Increased Nf-200 staining following developmental, but not adult treatments, was observed within learning-associated song regions Area X and DLM (but not lMAN), and vocal-motor HVC and RA. It may be the case that during normal development Nf-200 expression within these brain regions is distinctly elevated, as interconnections between nuclei of the song system are established and mature. This is seen with developmental expression of CB1 cannabinoid receptors that peaks during periods of sensorimotor learning (50 – 75 days of age) and then wanes to adulthood (by 100 days of age, Soderstrom and Tian, 2006). Preliminary results indicate that a similar pattern of Nf-200 expression may occur over normal development, suggesting cannabinoid exposure inhibits normal decreases. Evidence for cannabinoid inhibition of normal CNS developmental processes, and interference with associated morphological change is accumulating for several signaling systems (Soderstrom and Gilbert, 2012).

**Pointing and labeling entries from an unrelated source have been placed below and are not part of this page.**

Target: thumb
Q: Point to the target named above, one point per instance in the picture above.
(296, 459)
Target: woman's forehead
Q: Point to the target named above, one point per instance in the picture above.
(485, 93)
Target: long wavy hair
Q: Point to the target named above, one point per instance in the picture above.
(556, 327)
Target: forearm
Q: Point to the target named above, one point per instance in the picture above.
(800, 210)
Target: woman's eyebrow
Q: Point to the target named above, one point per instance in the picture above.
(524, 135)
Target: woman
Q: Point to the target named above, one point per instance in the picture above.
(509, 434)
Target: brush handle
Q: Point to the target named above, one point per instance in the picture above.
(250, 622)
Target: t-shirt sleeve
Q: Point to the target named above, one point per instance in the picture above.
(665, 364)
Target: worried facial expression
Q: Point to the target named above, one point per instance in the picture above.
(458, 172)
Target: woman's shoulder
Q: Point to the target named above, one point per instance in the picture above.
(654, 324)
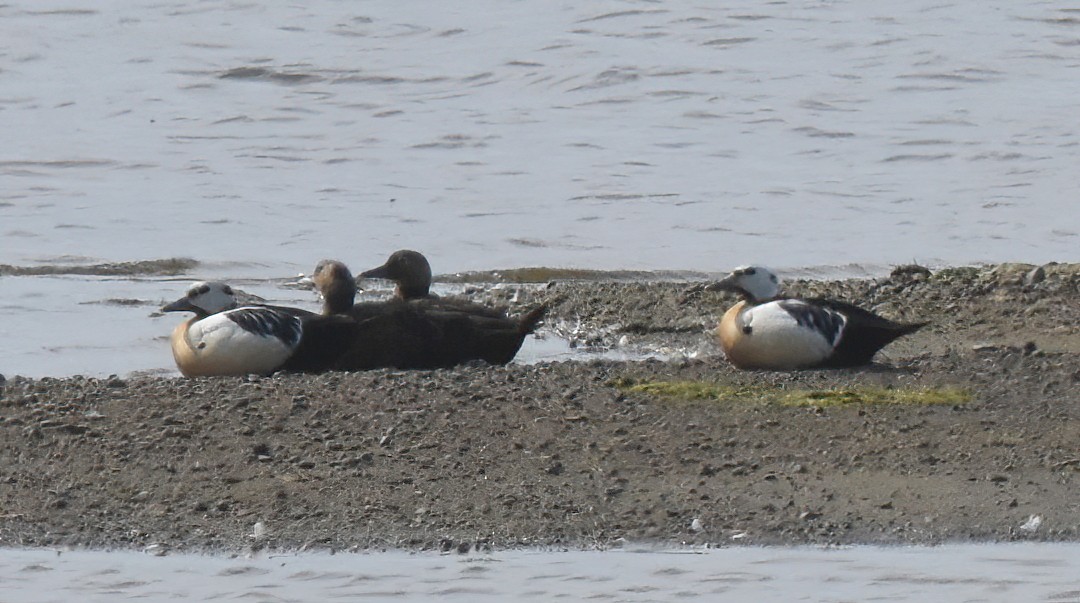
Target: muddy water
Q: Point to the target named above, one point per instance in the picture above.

3.2.1 Nf-200 staining pattern within cerebellum

Changes in Nf-200 staining patterns following developmental treatments were distinct within cerebellum. Although a clear role for cerebellum in vocal development has not been established, given known distinct and dense CB1 receptor expression and well-characterized circuitry, study of the structure is warranted here. The Nf-200 antibody distinctly labeled fibers within all three layers of cerebellum, but most densely stained a network of fibers running parallel with and proximal to the Purkinje cell layer extending through about third of the molecular layer (see Fig. 6). These fibers appeared to surround and terminate upon Purkinje cell bodies in a manner and with anatomy consistent with axons of CB1 receptor-expressing, GABAergic basket cells (Elphick and Egertova, 2001). Labeling of these fibers appeared more distinct in animals treated developmentally with WIN (Fig. 6D). This suggests that axons of densely CB1-expressing cell types like cerebellar basket cells are subject to persistent morphological change following developmental cannabinoid exposure. Increased basket cell Nf-200 expression suggests greater axon diameters and increased efficiency of inhibitory input to Purkinje cells.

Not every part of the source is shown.